A moving particle is associated with a wave packet or group of waves. The group velocity is equal to:
A) Velocity of light
B) Velocity of sound
C) Velocity of particle
D) 1/Velocity of particle

Answer 1

Hint: Phase velocity is the speed at which a wave of constant phase travels as the wave propagates. Group velocity, ${v_g}$ , is the ratio of the apparent change in frequency \[\omega \] to the associated change in the phase propagation constant \[\beta \]; that is, $\dfrac{{\Delta \omega }}{{\Delta \beta {\text{ }}.}}$

Complete step by step answer:
According to the theory of wave mechanics developed by Schrodinger a material is associated with a very distinct property called wave packet. A wave packet is a form of wave function that has a well-defined position as well as momentum. Thus wave packets tend to behave classically and are easy (and fun) to visualize. Naturally, neither the momentum nor the position is precisely defined, as is governed by the uncertainty principle.

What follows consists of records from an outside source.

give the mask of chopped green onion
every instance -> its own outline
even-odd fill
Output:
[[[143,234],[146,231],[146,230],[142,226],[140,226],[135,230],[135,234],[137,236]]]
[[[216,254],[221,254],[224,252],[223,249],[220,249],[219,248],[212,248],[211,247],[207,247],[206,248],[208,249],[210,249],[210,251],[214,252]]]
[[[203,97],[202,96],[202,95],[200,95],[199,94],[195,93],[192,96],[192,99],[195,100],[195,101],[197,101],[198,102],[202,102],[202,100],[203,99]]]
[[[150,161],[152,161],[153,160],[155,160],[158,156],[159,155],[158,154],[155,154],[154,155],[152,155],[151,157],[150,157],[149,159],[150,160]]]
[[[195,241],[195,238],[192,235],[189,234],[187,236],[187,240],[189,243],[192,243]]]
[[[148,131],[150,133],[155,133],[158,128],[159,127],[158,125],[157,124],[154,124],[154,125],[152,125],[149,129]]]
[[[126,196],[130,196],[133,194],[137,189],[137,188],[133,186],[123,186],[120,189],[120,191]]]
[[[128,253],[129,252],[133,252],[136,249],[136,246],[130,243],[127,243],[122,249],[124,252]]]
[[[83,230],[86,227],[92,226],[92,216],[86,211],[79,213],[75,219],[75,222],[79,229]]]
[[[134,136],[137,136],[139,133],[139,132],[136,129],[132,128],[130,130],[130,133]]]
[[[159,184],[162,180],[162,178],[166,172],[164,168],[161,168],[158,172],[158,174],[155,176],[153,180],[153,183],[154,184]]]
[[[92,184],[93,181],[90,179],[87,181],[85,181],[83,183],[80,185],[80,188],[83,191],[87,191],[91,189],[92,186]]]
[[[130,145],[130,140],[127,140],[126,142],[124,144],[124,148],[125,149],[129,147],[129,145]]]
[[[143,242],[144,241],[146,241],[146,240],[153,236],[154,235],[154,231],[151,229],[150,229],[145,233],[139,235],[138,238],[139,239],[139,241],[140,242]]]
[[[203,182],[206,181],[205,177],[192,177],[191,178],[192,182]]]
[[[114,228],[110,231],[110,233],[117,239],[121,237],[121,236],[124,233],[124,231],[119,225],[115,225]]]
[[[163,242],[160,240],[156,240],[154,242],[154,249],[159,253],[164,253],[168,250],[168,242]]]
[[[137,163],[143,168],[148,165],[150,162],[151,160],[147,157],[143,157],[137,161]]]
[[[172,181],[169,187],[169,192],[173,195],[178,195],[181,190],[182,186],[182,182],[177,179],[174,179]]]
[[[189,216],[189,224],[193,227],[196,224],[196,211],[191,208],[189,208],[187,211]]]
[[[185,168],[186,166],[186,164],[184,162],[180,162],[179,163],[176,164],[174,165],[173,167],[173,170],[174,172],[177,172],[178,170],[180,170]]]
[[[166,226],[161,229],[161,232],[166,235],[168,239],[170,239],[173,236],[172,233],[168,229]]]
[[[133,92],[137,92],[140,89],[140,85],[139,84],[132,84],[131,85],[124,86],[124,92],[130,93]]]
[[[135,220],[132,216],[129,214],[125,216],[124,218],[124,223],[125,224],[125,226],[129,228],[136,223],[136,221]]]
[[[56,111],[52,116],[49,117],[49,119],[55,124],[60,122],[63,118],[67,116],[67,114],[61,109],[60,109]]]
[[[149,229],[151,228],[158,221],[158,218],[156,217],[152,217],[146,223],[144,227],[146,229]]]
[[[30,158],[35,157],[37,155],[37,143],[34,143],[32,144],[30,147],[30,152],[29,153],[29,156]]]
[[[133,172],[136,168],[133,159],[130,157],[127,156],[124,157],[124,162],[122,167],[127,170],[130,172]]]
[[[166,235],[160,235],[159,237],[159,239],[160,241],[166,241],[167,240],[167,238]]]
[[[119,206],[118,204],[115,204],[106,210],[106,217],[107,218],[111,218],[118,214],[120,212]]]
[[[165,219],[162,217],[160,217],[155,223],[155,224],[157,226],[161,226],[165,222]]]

A wave packet with a very well-defined position will have a very uncertain momentum, and thus will quickly disperse as the faster components move on ahead of the slower ones. Conversely, if we construct a wave packet with a very definite momentum it will travel a long distance without dispersing, but it starts out being very broad already in position space.

The group velocity of the particle on the other hand always represents the velocity of the particle. Thus, group velocity is equal to the velocity of the particle.

Note: If the phase velocity does not depend on the wavelength of the propagating wave, then ${v_g} = {v_p}$ For example, sound waves are non-dispersive in air, i.e., all the individual components that make up the sound wave travel at same speed. Phase velocity of sound waves is independent of the wavelength when it propagates in air.